Growing up in the brothel, Edith suffers from maladies; she’s struck by temporary blindness, which is healed, as Piaf later claimed, by the grace of St. Teresa. Piaf rises fast with the help of the impresario Louis Leplée (Gérard Depardieu); he refines her act and teaches her more mainstream stage deportment than the Apache-esque cabaret she’d been performing. But he too drops out of her life–violently.

Post&–WW II success in America means little. “They don’t get me, and I don’t get them,” says this version of Piaf, who in real life played the Ed Sullivan Show eight times. Obviously, somebody got her. In New York, she meets the boxer Marcel Cerdan (Jean-Pierre Martins), with whom she formed the most serious liaison of her life, despite two marriages. Martins carries the part with as little worry as Dean Martin might have done. His scenes are some of the most appealing parts of the film, maybe because the heroine is free of pain for a short time.
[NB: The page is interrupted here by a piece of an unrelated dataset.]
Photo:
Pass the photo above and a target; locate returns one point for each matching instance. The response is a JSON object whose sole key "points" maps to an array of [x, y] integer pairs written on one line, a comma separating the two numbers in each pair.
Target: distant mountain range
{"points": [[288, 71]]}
Cotillard shows us the imperiousness of Piaf when she was famous, but there’s a lot to be said for the less-fraught moments of Piaf’s legend.

Dahan is at his clumsiest handling the legendary figures in Piaf’s life. During the walk-on by Marlene Dietrich (Caroline Sihol), one expects something memorable will be said. In Marlene Dietrich’s ABC, the actress’ book of received ideas and opinions, Dietrich called Piaf “the sparrow become Phoenix.” But what we have onscreen is something on the lines of “Edith, meet Marlene.” Jean Cocteau, who died on the same day as Piaf, turns up for a similarly inconsequential name drop.

Dahan is nervous about the most golden parts of Piaf’s legend–her resistance heroism in the war and the funeral that paralyzed Paris–stressing instead the symptoms of all her maladies. Dahan’s plan of attack is more than warts and all–it’s like warts and nothing but.

Oddly, the film works best when it does what it’s pretending not to do and goes straightforward into the realm of the musical bio-pic. What succeeds are the moments executed in the manner of ancient musicals–a slight figure fixed in a vivid blue-white spotlight, framed by a proscenium arch with curtains behind her. We do get what we came for in short bursts: the music, ably lip-synched and (happily) without rhyming translation in the subtitles. (Jil Aigrot does Piaf in more impromptu moments of Piaf’s singing; in the concert sequences, the voice is Piaf’s.)

If Piaf wasn’t pretty (though she was prettier than this film makes her out), neither was her voice. In the raw husk of it and the burring trilled r‘s, there was a bray, a wail. The international hit described a life seen en rose, as if viewed through rose-colored glasses, but it was sung in a voice belonging to someone who knew what it was like when the whole world was black.